Saltar para: Post [1], Comentários [2], Pesquisa e Arquivos [3]

Delito de Opinião

Diário irregular

Sérgio de Almeida Correia, 12.04.11

12 de Abril de 2011

 

Quando em Outubro passei por aqui ainda não havia tanta placa a publicitar a venda de unidades industriais e de lotes. A estrada neste ponto distingue-se pouco de uma outra qualquer na China, com centenas de trabalhadores pela berma, a pé e de bicicleta, a caminho dos seus postos de trabalho, logo pela manhã. Pensei para mim quando cruzei Porto Alto. Desde que aconteceu a viagem do Presidente chinês muita coisa mudou. Em Portugal. Para os chineses que aqui labutam discutir o PEC IV ou a vinda do FEEF é irrelevante. A única coisa que sabem é que a crise chegou a Porto Alto. E que a alternativa é regressar a Chongqing ou Fukien. Ou, então, procurar um qualquer outro local, algures no mundo, talvez em África, que lhes permita continuar a sonhar em pagar a dívida ao financiador e regressar um dia ao Império do meio.

 

Ouço no rádio do carro as declarações de Passos Coelho de ontem à noite. Não evitei pensar no que Robert Michels escreveu em Turim, na longínqua Primavera de 1910: “O certo é que o exercício do poder modifica traços essenciais do carácter daquele que o exerce. Alphonse Daudet, que é um excelente conhecedor de pessoas, diz com extrema propriedade: «Bien vite, s’il s’agit de l’affreuse politique, nos qualités tournent au pire; l’enthousiasme devient hypocrisie; l’éloquence, faconde et boniment ; le scepticisme léger, escroquerie : l’amour de ce qui brille, fureur du lucre et du luxe à tout prix ; la sociabilité, le besoin de plaire se font lâcheté, faiblesse et palinodie». Sem dúvida que nessas circunstâncias o factor da personalidade reclama todos os seus direitos. Diferentes personalidades individuais reagem de maneira diversa às mesmas circunstâncias.
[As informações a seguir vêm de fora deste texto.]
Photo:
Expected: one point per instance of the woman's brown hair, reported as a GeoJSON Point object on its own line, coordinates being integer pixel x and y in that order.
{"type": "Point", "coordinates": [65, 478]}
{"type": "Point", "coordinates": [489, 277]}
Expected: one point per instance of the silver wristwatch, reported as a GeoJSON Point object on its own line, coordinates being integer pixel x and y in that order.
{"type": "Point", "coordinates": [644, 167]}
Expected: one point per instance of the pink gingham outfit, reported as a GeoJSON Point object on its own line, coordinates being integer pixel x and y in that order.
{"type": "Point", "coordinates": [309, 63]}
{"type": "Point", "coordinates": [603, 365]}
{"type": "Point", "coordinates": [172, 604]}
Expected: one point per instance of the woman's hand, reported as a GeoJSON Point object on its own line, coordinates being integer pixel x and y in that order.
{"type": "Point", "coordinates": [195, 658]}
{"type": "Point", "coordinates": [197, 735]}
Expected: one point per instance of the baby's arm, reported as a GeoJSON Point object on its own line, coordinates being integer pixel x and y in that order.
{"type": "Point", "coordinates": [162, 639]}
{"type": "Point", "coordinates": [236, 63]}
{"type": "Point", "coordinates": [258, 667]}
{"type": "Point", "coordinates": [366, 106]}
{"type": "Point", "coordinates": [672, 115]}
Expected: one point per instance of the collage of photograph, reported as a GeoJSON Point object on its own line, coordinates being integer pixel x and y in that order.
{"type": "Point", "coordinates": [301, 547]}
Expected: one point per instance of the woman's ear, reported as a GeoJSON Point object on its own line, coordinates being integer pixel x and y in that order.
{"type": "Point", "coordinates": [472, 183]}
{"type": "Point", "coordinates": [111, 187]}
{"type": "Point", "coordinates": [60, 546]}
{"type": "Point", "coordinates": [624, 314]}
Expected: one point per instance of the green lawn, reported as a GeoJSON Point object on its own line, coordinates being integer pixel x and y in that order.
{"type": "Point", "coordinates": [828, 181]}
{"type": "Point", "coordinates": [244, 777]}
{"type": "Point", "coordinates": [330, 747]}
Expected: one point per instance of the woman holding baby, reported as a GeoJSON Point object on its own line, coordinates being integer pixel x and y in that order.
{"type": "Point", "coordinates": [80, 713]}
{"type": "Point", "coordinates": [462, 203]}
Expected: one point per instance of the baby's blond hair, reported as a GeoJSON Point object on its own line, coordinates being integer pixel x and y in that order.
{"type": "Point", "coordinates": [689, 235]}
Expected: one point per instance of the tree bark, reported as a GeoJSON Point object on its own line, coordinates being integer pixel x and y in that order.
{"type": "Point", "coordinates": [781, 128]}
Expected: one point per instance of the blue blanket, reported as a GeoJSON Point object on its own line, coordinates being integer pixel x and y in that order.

Tal como as raparigas atravessam certas situações eróticas insidiosas, que são mais ou menos idênticas, saindo delas umas com a mesma pureza, outras como semivirgens e outras ainda caídas na desgraça, segundo o grau de excitabilidade sensual que nelas exista e o tipo de educação moral que hajam recebido, também nos dirigentes partidários, perante as inúmeras situações tentadoras que a vida do partido proporciona, se manifestam de modo muito diferenciado as qualidades de liderança, enquanto qualidades adquiridas e não imanentes. (…) logo que a social-democracia italiana efectuou a sua viragem para uma política de aproximação ao governo, (…), começaram a levantar-se por toda a parte vozes queixando-se do nível cada vez mais baixo dos dirigentes e, em especial, da entrada de muitos novos elementos que apenas pretendiam usar o partido como escada de acesso para se porem às costas do bezerro de ouro da administração pública”.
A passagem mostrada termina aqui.